The last decade has been a challenging one for both men.

“It’s a conservative market,” says Sullivan. “When you come in with a new idea, you know, it kind of puts the cat among the pigeons and you’re not easily accepted.”

It was the same for the pioneers of cremation, in the late 19th Century.

In the UK, when the Cremation Society built a crematorium in Woking in 1879, the townspeople protested – leading the home secretary to ban the practice until Parliament approved the idea, and introduced legislation to govern it.

As it turned out, the advocates of cremation did not have to wait that long.

In 1884, a well-known Welsh eccentric and self-styled druid, William Price, attempted to cremate his infant son’s dead body on a hilltop in Llantrisant.

He was arrested, but at his trial he argued that no laws stated cremation was illegal – and the judge agreed.

Price was acquitted and Woking crematorium began operations the following year, without waiting for regulation.

Several more crematoria were built in the UK before the Cremation Act was passed in 1902. It then took decades for the practice to become completely accepted.

It was only in the late 1960s that cremations outnumbered burials, and today there are three cremations for every one burial.

In the US, the process has been much slower. Over the past few years cremation has gradually been reaching parity with burial, and may now have overtaken it.

The regulatory vacuum that once surrounded cremation in the UK is now repeated with regard to alkaline hydrolysis.

“It’s a Catch-22,” says Sullivan. “We’ve been waiting for them to pass a law to regulate it, but it’s not going to happen.
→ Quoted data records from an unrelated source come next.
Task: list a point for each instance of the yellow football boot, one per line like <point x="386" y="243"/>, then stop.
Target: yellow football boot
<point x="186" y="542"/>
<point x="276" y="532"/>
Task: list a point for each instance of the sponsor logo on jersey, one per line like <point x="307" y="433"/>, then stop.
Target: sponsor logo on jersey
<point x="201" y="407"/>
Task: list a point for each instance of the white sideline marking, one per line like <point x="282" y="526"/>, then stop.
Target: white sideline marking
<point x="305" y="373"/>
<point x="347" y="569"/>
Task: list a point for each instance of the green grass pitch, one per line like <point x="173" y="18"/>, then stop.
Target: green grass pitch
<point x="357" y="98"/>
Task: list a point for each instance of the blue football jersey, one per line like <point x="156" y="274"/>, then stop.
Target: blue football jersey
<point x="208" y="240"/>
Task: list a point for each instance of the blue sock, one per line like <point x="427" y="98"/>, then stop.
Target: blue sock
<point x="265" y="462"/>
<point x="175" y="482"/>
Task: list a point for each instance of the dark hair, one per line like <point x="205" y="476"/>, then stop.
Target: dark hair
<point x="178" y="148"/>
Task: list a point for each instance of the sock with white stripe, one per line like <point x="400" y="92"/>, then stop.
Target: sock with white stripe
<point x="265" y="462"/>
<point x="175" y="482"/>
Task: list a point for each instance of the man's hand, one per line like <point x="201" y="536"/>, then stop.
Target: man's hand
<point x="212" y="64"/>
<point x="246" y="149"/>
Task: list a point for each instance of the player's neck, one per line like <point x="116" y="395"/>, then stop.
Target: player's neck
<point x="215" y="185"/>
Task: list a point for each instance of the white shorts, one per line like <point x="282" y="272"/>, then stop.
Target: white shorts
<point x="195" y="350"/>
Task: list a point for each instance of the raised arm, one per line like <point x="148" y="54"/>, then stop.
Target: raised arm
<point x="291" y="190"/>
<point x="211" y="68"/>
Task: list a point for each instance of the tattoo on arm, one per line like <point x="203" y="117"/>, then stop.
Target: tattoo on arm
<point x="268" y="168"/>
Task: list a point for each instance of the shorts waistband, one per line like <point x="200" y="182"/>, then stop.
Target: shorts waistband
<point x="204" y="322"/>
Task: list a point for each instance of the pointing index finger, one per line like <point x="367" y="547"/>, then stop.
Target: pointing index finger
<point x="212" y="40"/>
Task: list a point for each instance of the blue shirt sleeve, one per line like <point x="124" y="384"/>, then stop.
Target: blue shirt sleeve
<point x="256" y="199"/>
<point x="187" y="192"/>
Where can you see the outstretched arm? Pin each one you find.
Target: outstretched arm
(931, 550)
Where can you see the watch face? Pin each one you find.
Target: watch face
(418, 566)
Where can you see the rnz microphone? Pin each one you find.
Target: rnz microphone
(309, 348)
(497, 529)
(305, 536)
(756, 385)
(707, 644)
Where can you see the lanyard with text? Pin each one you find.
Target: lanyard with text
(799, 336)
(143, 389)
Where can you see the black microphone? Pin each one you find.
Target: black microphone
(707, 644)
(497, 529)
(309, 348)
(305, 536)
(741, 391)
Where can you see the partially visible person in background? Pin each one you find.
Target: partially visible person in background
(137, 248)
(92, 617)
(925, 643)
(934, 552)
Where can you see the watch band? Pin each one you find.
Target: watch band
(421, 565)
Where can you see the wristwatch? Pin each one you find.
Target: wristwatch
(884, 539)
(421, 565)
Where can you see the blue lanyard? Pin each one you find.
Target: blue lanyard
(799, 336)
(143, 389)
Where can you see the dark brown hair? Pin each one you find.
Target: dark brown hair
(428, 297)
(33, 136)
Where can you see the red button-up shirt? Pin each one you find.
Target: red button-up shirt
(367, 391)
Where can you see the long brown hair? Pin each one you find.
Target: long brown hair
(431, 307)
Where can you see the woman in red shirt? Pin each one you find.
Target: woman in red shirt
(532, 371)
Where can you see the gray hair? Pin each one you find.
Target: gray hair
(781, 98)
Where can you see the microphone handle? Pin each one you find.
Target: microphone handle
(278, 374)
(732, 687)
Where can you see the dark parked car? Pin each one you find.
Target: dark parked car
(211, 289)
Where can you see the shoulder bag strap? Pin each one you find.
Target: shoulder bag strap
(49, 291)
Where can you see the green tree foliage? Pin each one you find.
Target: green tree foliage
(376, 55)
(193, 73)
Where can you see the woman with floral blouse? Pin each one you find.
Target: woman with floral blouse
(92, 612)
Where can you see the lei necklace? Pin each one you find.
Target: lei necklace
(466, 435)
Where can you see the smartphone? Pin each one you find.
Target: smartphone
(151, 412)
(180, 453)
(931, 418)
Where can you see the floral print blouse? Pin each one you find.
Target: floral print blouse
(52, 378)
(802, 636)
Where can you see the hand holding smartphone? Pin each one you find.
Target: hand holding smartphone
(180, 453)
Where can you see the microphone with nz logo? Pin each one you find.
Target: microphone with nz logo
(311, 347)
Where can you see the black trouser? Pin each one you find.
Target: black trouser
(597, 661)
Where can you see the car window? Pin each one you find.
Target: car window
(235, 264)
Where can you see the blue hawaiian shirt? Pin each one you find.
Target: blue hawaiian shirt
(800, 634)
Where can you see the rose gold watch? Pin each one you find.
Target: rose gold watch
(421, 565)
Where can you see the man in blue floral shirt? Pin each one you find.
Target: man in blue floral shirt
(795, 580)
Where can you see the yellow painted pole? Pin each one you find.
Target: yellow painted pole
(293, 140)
So we’re going to install one and force them to pass primary legislation to allow us to be regulated – because we want to be regulated.”
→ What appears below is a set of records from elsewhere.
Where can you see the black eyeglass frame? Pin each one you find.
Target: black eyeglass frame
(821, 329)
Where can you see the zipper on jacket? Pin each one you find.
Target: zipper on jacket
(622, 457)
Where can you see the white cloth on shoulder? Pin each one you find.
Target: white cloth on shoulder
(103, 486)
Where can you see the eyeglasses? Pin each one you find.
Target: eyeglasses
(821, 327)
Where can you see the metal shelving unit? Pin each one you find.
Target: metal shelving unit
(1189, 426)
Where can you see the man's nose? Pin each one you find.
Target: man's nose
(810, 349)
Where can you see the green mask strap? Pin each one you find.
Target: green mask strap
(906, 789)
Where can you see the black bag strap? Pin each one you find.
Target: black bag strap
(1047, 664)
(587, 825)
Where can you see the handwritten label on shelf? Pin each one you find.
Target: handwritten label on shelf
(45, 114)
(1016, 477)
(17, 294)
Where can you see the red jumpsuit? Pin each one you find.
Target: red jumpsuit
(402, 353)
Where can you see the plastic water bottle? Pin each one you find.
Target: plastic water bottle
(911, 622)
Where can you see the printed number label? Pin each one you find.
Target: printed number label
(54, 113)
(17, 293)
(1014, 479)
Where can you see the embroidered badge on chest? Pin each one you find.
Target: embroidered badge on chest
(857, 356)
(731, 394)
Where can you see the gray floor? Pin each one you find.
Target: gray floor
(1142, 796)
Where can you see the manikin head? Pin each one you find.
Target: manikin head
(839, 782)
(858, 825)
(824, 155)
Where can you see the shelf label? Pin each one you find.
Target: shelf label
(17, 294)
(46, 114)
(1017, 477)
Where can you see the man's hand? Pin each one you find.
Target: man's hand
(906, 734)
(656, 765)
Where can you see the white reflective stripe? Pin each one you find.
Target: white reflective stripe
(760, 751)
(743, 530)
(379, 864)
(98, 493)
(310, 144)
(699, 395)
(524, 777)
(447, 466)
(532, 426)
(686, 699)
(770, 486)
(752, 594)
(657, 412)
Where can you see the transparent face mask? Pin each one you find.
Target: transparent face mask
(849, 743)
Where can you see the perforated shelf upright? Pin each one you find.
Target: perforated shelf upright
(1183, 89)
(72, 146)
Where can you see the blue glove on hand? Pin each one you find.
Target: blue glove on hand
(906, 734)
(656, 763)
Planning permission has been granted for a Resomation machine to be fitted at Rowley Regis Crematorium in Sandwell in the West Midlands, though the water authority has yet to issue a permit for the effluent to be drained into the sewer. Sullivan says he does not expect a problem.

The cost of such a machine is equivalent to, or slightly less than, the cost of filtration equipment that crematoria in the UK have fitted to capture mercury emissions.

But Harvey Thomas, chairman of the Cremation Society and chairman of the board that owns Woking Crematorium, says the business case is not sewn up.

If the people who might choose alkaline hydrolysis are the people who would otherwise have chosen cremation, there is no commercial benefit for the crematorium, he points out.

“Commercially, all you are doing is losing one procedure and switching it to another. Whereas, in order to be commercially profitable, you would have to have people who were previously going to be buried deciding to do Resomation.”

He also notes that it only takes an hour to incinerate a body in a cremator, while Sullivan’s machine, the fastest on the market, takes three or four times that long to digest a body. So the potential income per day is lower.

If North America has been slower than the UK to warm to cremation, it is well ahead with alkaline hydrolysis.

It has been approved in three Canadian provinces (accounting for two-thirds of the population) and 14 US states, with a further five states mulling legislation at the moment.